Affective neuropsychology

Emotion, learning & memory

Rostral (anterior) limbic system

Amygdala + septum + orbitofrontal cortex + anterior insula + anterior cingulate → emotion, regulation, analysis, survival significance

INPUT: PFC from amygdala

Caudal (posterior) limbic system

Hippocampus + posterior parahippocampal cortex + posterior cingulate → memory, declarative, navigation

INPUT: anterior nucleus from mammillary bodies
OUTPUT: anterior nucleus to posterior cingulate gyrus

Hippocampus sug-regions

Jam swirl = dentate
Cake swirl = hippocampus proper
↓
Subiculum
↓
Entorhinal cortex
↓
Parahippocampal gyrus
↓
Fusiform gyrus
↓
Inferior temporal gyrus (most lateral)

What parts of the diencephalon connect to the rostral (anterior) limbic system

• Hypothalamus (connects to septal area & amygdala)

• Anterior thalamic nuclei (anterior, dorsomedial)

What parts of the diencephalon connect to the caudal (posterior) limbic system

• Thalamus (lateral dorsal, pulvinar)

• Epithalamus (includes habenula, reward processing/aversion)

• Mammillary bodies (of hypothalamus, hippocampal input)

What is emotion?

A coordination of 3 neurobiological states:

1. Physiological (change in body state by ANS)
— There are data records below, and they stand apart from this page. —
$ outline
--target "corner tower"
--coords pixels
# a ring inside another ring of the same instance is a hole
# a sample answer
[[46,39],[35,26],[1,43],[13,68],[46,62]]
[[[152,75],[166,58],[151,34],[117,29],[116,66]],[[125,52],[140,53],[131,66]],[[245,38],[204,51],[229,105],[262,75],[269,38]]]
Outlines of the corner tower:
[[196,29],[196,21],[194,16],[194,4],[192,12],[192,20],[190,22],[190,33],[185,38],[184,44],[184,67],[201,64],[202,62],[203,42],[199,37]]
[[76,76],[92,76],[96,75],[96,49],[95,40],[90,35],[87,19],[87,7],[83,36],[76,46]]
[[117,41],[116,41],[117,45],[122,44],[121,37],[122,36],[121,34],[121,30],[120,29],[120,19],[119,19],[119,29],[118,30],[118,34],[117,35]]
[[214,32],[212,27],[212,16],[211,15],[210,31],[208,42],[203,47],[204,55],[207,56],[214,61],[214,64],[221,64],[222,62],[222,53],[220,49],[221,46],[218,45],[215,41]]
2. Behavioural (clear and observeable in animals, basic, evolutional circuitry, camouflaged in humans)

3. Feeling (unanswered, non-specific to senses, ‘conscioussness’)

causing a coordinated response triggered by the brain, a state of emotion

Major structures involved in the elicitation and evaluation of emotional experiences?

Limbic structures [connect cortex—hypothalamus—reticular nuclei]

AMYGDALA: emotional memories, significance of stimuli to feelings

HIPPOCAMPUS: declarative memories (factual, information)

Prefrontal cortex [social interaction-related emotions]

• Lesions impair empathy, pride, embarrassment, guilt (sociopathy)

• Directs appropriate social behaviours/relationships, moral decision-making, rewards, punishment

Cingulate gyrus [connects cortex and subcortical limbic regions]
mostly note anterior cingulate, highest emotional involvement

• Cognitive-emotional pain response

• Interacts with PFC and parietal

• Assigns emotional valence to stimuli, selects/maintains attention

• Hippocampal connections aid memory retrieval and storage

• Cingular motor areas (in limbic lobe), incorporate emotion into motor responses

Major structures involved in the physiological expression of emotional experiences?

Facilitated by the HYPOTHALAMUS + activation of the
→ subconscious and involuntary

1. Autonomic nervous system

2. Endocrine system

i.e., tests for arousal level including HR, body temperature, perspiration

‘Sham rage response’ in cats using regional brainstem electrode stimulation (doesn’t work with hypothalamic lesion)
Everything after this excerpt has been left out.